Betsy took it dutifully.

“Champagne is really an incredible high,” Rachel said. “I think it's fantastic when all these academic stuffed shirts let their hair down and really live.”

“Like Crawford here,” Roger said. “Here you go, Crawford.” Roger handed him a glass and Crawford began sipping, not waiting for the toast.

Roger raised his glass. “To Betsy and Betsy Junior,” he said in a furred voice. “May they both thrive.”

“Amen,” Crawford said.

Betsy drained her glass, feeling they expected her to. It was a mistake. When she set it down, she tottered. She looked around for the medical student. “Is it all right for the baby if I'm ever so slightly drunk?”

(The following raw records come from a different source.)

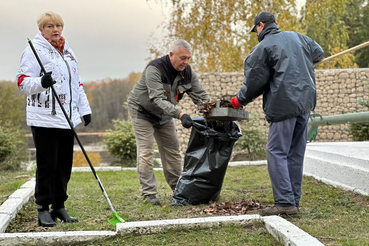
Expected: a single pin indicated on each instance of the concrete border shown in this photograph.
(279, 228)
(49, 238)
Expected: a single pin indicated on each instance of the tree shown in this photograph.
(106, 101)
(357, 19)
(218, 29)
(322, 20)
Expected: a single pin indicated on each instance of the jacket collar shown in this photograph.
(267, 30)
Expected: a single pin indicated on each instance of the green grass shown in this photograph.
(334, 216)
(10, 181)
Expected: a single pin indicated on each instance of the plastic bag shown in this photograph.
(206, 160)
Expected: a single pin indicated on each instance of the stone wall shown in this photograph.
(338, 91)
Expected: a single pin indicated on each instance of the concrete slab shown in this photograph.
(357, 150)
(344, 164)
(288, 233)
(23, 194)
(4, 222)
(49, 238)
(11, 207)
(29, 184)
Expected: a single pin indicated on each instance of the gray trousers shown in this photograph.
(169, 149)
(285, 155)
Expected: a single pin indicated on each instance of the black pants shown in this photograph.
(54, 157)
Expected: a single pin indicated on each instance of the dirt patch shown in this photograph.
(239, 207)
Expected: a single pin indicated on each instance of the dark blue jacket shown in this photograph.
(281, 67)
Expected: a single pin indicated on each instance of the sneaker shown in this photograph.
(151, 199)
(279, 210)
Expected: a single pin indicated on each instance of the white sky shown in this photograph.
(109, 37)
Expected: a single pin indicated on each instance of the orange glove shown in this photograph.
(234, 103)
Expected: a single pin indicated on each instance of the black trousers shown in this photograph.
(54, 157)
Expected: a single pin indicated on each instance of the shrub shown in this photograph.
(13, 144)
(359, 131)
(12, 148)
(79, 159)
(120, 141)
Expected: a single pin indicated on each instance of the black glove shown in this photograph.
(186, 121)
(47, 80)
(87, 119)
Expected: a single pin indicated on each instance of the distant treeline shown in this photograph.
(107, 99)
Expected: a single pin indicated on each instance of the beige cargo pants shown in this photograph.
(169, 150)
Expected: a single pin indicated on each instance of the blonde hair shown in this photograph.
(44, 18)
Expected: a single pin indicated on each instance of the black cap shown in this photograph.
(264, 17)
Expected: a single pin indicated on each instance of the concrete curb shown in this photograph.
(289, 234)
(10, 208)
(49, 238)
(280, 229)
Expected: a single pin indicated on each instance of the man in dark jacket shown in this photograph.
(152, 107)
(281, 67)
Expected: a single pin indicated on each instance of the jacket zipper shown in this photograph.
(70, 86)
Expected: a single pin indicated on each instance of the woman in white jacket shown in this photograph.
(53, 138)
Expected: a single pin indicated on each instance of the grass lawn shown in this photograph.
(333, 216)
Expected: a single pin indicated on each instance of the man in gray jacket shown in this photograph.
(152, 107)
(281, 67)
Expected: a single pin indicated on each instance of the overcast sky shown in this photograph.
(108, 37)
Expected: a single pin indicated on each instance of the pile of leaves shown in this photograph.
(239, 207)
(205, 107)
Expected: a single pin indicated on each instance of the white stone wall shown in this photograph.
(338, 91)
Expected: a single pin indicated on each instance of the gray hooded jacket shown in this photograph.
(281, 67)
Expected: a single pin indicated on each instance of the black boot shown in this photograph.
(62, 214)
(44, 217)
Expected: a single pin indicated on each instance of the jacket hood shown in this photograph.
(267, 30)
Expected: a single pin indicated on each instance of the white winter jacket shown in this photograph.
(68, 86)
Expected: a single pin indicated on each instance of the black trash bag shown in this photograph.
(208, 153)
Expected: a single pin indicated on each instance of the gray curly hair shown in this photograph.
(180, 44)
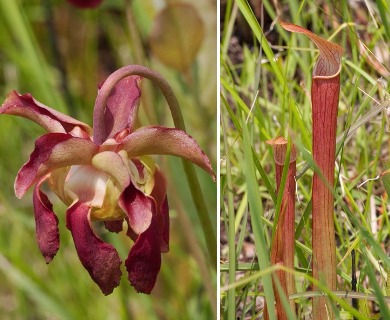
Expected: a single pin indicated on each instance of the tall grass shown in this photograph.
(92, 44)
(265, 92)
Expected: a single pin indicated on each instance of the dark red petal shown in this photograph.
(159, 194)
(121, 110)
(85, 3)
(164, 226)
(46, 224)
(27, 107)
(162, 140)
(100, 259)
(144, 260)
(138, 208)
(53, 151)
(114, 226)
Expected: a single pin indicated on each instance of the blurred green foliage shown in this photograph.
(59, 54)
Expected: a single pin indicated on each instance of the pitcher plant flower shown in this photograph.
(283, 244)
(85, 4)
(325, 98)
(103, 174)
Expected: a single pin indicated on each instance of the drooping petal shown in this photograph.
(164, 226)
(51, 120)
(85, 4)
(170, 141)
(144, 260)
(46, 224)
(100, 259)
(138, 208)
(114, 226)
(159, 194)
(53, 151)
(121, 109)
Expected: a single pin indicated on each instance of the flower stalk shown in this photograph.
(174, 107)
(325, 96)
(283, 248)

He smiled woozily. “It's good for the baby,” he assured her. “Best thing for babies.”

Crawford was at her elbow with a conversation stopper. “When Thisbe was pregnant both times, she gave up the sauce entirely. Of course, she resumed quickly enough afterwards.” He filled the pause with a little chuckle and went on, to Betsy, “If I apologize for grabbing you, can I walk you home? It's such a beautiful night—”

His pink, piggy face was amiable again, and Betsy disguised her dismay. She couldn't insult him twice. “Of course, Crawford.”

She saw Stephen and Rachel turn away, smiling to each other at the stuffed shirts letting their hair down, and was dimly conscious of the indignity of it all: herself months pregnant, Crawford Divine panting after her, both of them royally drunk.

Roger left his graduate student and went to get Betsy's cape. He draped it, with flourishes, over her shoulders while Karen stood by looking sober and aggrieved. “My wife thinks I have had too much champagne,” Roger said to Crawford in a stage whisper. “But the fact that I'm still aware of what she thinks means I haven't had enough.”

“I have to agree with Karen,” Crawford said in a prim voice.

“Well, fuck you, Crawford,” Roger replied genially, and there was uneasy laughter from the students gathered around.

With dignity, Crawford tied a muffler around his neck and took Karen's hand. “A very nifty party, Karen. Admirable. Elegant. First class.”

Karen smiled tremulously at his strange adjectives and wished him and Betsy good night. The expression in her large eyes was both weepy and defiant. Betsy wanted, suddenly, to leave. The house was cursed, first by her ill-starred meeting there with Judd, and now by this rotting marriage, and Karen's unhappiness, and the four small children asleep upstairs. It all seemed connected: we also would have come to this, she told herself, and gave Karen a last, impulsive hug.

Crawford insisted on carrying the carton of books. “No problem,” he said, brushing away protests. “No problem.” He held the carton to his chest and glowered over the top of it.

“Let me drive you,” said Roger at the door.

“No
problem
, Roger!”

Roger shrugged and stepped outside with them. “What can you do with these
macho
types?”

Crawford marched warily down the walk with the books. “It was a lovely party, Roger,” Betsy said. “Thank you.”